Ok I can't think of anything else right now :-) good luck!
Quote:
Originally Posted by
Jaimee 
My first didn't get onto a nap schedule until she was about 5 months old. My second was quicker to regulate- maybe 3 or 4 months old. And that meant taking 3 fairly predictable naps during the day. It goes down to two naps after a few months and then down to one nap as early as a year old (but many toddlers keep their two naps for several more months). Often when the third nap is dropped, bedtime comes earlier just naturally. There is some evidence that babies are "wired" to be in bed around 6 or 7pm. This is early for a lot of families and trying to push bedtime to an easier time like 8 or 9pm can result in baby not going to bed until much later in the end.

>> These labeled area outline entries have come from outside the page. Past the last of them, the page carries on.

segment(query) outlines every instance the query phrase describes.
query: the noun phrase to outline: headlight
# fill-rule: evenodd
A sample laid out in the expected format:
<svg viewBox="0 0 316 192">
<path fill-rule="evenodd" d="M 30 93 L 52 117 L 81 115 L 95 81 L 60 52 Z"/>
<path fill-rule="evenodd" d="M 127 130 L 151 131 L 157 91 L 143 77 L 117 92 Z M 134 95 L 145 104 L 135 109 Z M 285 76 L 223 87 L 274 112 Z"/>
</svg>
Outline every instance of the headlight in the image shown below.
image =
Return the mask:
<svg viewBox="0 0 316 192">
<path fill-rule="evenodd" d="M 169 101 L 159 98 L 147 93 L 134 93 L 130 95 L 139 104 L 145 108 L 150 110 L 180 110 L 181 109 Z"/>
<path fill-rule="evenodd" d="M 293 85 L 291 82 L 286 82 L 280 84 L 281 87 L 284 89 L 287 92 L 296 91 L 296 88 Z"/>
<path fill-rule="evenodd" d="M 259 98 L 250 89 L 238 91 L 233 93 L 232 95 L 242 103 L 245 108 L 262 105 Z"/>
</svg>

All this being said, Connor's sleep schedule is nothing like I have experienced. To be clear, when you say he's up from 9-4, do you mean he is awake from 9am to 4pm?! No nap in there at all? Then he takes a 5 hour nap? And then doesn't go down for the night until 3am and sleeps for 6 hours? Usually young babies are ready for a nap about 1-2 hours after they wake up in the morning. I would maybe try to encourage him to sleep around 11am if you could by nursing and rocking/wearing him in a carrier. Maybe even taking a car ride or stroller ride if that works for him. Maybe if he took a 1-2 hour nap then, he would take a shorter nap in the late afternoon and be ready for "bedtime" earlier. Then he's slowly start to wake up earlier and the naps would shift earlier and earlier until he's getting up more like 7 or 8am napping around 10 and 3 and going to bed closer to 7 or 8pm. There are many, many good books out there on sleep if you're interested in reading more.